I.5. De verdere opbouw van deze studie
Zoals gesteld willen we waar mogelijk proberen om de
georganiseerde misdaad in Nederland te plaatsen binnen de
economische en politieke context van het land waar de allochtonen
of de buitenlandse criminele organisaties vandaan komen en in het
geval van de drie grote immigrantengroepen: Surinamers, Turken en
Marokkanen, besteden we naar verhouding veel aandacht aan hun
migratie- en vestigingspatroon alsmede aan hun korte sociale
geschiedenis hier te lande. Overigens zullen deze en alle andere
buitenlandse en allochtone criminele groepen een voor een volgens
eenzelfde schema worden besproken. Na een bespreking van de
georganiseerde misdaad in het land van herkomst en de wijze waarop
daaraan organisatorisch gestalte wordt gegeven, onderzoeken we de
vraag in hoeverre en zo ja: waar deze organisaties zich reeds
elders in de wereld, en met name in de omringende landen, hebben
genesteld. Na een korte schets van de bronnen waarop de
beschrijving van hun organisatie en hun optreden berust, wordt
vervolgens ingegaan op de context waarbinnen hun georganiseerde
criminaliteit zich in ons land manifesteert. Hierbij wordt in de
mate van het mogelijke vooral aandacht geschonken aan twee dingen.

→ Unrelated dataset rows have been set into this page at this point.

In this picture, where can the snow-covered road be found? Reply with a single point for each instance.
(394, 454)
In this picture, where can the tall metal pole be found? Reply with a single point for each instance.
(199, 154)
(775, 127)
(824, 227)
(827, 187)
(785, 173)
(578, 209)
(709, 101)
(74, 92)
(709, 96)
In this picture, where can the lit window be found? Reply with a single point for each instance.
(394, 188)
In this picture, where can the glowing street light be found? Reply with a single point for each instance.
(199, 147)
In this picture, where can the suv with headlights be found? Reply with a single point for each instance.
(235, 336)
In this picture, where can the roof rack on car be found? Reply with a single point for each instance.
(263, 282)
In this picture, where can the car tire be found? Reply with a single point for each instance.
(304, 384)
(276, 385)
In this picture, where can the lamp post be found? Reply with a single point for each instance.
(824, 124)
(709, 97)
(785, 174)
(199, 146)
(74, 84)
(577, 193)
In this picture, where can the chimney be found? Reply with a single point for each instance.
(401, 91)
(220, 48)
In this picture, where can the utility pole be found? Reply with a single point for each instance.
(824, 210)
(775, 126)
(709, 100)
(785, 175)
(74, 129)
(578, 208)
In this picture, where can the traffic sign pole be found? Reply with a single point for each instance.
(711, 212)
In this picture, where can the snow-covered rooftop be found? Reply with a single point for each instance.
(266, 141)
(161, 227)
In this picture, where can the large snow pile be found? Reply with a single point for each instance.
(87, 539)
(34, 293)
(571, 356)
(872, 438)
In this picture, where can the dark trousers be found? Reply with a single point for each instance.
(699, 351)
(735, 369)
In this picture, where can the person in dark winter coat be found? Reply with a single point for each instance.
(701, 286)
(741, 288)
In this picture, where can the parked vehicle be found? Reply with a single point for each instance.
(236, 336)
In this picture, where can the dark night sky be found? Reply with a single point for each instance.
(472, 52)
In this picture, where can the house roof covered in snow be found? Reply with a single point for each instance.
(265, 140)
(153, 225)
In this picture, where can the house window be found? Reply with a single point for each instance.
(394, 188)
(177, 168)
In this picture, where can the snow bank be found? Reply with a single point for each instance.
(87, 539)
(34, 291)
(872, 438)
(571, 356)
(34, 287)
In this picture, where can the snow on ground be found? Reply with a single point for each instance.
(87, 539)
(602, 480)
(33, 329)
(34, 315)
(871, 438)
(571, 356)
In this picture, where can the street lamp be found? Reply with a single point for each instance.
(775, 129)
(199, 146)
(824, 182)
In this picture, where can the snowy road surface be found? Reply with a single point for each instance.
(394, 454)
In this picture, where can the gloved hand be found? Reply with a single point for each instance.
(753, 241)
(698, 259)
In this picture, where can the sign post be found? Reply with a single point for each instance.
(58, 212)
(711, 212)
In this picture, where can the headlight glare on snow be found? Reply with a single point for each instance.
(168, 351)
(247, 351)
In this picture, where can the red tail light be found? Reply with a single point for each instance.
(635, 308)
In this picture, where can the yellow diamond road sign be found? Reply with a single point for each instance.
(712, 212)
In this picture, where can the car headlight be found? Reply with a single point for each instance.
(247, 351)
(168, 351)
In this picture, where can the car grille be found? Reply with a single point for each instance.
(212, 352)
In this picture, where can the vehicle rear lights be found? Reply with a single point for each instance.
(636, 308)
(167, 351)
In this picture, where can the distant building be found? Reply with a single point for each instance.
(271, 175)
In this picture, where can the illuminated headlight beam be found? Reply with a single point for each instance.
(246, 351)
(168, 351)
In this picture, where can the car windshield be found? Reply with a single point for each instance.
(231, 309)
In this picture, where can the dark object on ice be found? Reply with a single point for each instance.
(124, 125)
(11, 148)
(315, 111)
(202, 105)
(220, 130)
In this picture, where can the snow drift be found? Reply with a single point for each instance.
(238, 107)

Ten eerste aan de manier waarop zij in hun land(en) van herkomst
georganiseerde criminaliteit bedrijven, en ten tweede aan de plaats
die de gemeenschap waartoe zij behoren, in het algemeen, heeft in
de Nederlandse samenleving. Vervolgens worden aan de hand van ons
eigen onderzoek de kenmerken van de onderscheiden groepen, de
illegale bedrijvigheid waaraan zij zich schuldig maken, hun modus
operandi en de besteding van de revenuen besproken. De analyse van
elke groep wordt afgerond met een beknopte samenvatting van de
bevindingen in het licht van de vraag van de Enqutecommissie naar
de aard en de omvang van de georganiseerde criminaliteit in ons
land. Deze samenvattingen vormen de bouwstenen voor een algemeen
antwoord op deze vraag in het slothoofdstuk. Een
algemene bibliografie en een serie aparte bibliografien per
allochtone en buitenlandse groep completeren deze studie.